About half of the women in rural areas work outside the home. In urban areas, less women work outside the home, but there has been a sharp increase in women joining the workforce in urban areas in the past decade. The rate increased from 29.5 percent in 1986, to 30.68 percent in 1989 and 37.4 percent in 1993.

The lonely crowd syndrome has been around for decades in other nations. It hit America in the 1960s, says Darmanto.

After World War II, the United States worked hard to boost its economy, develop new areas, build highways and skyscrapers. The country's physical development was a great success, but there was a vacuum in people's spiritual lives. Then, in the 1960s the lonely crowd syndrome hit the country.

"They have started to turn to the East, trying to enrich their spiritual lives. But the phenomenon still strongly prevails among the American people, especially the urbanites," he said.

Possibilities

When both parents work there is little time left for their offspring, which can affect the children's development. However, it does not necessarily mean that children whose mothers stay at home are better off than children whose mothers work.

There are two possibilities concerning the development of children of double-income families, said Utami Munandar, a professor of psychology at University of Indonesia.

The first possibility is that children whose parents both work may grow independent at an earlier age than those whose mothers do not work outside the home.

"This is a positive impact of a double-income family. Children are naturally forced to make decisions. They have to do everything by themselves while their parents are at work," she says. She adds, however, that parents need to be active in monitoring their children's physical and emotional development.

The second probability is that children will most likely experience various psychological and social problems if their parents are overly busy and fail to give them enough affection.

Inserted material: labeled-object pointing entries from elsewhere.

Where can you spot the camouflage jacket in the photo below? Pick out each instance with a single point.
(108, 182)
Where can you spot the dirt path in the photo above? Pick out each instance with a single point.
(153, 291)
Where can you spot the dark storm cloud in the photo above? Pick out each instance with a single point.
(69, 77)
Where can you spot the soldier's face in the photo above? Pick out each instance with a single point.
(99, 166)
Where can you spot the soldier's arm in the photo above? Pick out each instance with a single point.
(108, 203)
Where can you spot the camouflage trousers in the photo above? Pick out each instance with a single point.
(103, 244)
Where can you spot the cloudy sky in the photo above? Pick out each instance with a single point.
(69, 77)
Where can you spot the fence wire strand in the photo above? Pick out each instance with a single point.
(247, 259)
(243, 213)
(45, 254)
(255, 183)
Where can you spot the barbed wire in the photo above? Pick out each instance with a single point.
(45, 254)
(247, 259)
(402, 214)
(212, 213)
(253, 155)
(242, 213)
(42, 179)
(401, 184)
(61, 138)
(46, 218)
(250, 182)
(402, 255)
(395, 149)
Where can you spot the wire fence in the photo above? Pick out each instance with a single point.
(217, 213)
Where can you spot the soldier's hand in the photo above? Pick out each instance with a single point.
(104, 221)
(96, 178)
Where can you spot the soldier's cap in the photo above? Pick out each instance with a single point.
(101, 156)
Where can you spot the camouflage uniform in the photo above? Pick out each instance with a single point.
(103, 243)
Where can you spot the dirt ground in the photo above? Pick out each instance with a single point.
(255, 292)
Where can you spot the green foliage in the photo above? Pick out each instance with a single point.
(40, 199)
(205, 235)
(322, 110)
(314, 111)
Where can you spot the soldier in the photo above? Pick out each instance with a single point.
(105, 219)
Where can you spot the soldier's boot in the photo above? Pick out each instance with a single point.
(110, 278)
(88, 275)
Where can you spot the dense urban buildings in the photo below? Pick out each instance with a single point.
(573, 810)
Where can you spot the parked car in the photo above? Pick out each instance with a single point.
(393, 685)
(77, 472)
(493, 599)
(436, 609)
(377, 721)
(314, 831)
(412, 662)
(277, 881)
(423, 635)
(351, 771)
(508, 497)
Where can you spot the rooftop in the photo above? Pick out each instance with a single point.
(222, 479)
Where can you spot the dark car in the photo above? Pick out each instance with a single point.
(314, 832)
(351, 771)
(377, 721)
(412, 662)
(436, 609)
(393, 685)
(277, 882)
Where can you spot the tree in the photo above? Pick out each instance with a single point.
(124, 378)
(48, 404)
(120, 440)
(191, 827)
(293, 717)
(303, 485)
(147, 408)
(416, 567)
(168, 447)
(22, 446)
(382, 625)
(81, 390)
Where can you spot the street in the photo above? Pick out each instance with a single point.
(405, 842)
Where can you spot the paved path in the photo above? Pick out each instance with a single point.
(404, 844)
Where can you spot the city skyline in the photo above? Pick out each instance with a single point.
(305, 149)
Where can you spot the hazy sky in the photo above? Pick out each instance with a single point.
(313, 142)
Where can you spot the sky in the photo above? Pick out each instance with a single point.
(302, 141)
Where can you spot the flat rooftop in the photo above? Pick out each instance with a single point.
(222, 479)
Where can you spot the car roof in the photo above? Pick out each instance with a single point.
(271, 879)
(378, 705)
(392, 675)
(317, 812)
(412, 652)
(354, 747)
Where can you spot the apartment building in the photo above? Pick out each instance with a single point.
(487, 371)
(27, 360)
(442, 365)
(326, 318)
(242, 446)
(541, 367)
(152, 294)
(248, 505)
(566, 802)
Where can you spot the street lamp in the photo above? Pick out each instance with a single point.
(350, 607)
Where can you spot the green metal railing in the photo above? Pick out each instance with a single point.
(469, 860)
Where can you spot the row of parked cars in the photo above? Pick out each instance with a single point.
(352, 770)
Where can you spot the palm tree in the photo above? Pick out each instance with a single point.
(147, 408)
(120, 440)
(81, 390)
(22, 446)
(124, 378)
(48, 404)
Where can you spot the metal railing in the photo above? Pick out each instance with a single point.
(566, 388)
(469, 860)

Utami warns that children need emotional attachment to their parents, especially during their formative years. In the first five years of a child's life it badly needs a sense of physical and emotional security that only a parent can provide. Many studies reveal that children who lack parental affection will become problem teenagers or adults, she points out.

"Parental love and attention during the sensitive ages will help build a child's self-confidence and self-esteem. This could become a strong barrier for children against bad influence from outside," she explains.

Bad outside influences apparently include the TV, computer and electronic games like Nintendo and Sega. Such recreation can alienate children from their environment because they can spend hours in front of these things, claimed Darmanto.

As many of today's women have completely or partially abandoned their roles as wife and mother, many children are left on their own or with parental substitutes. As more and more women have the freedom to choose between a career and family life, children are the ones who have to cope with whatever choice their mothers make.

Clearly, facilities to help mothers fulfill their role in the home while pursuing an outside career are essential. However, what is more important is that men, like women, are also responsible for the raising of children. Like women, men also have a dual role as husband and parent.

At long last, it is not just a matter of finding a close-to- perfect substitute for working mothers, or helping working mothers fulfill their traditional role while pursuing a career outside the home. It's about society's perception of the division of labor between men and women. Shouldn't men play a bigger role in taking care of their children?.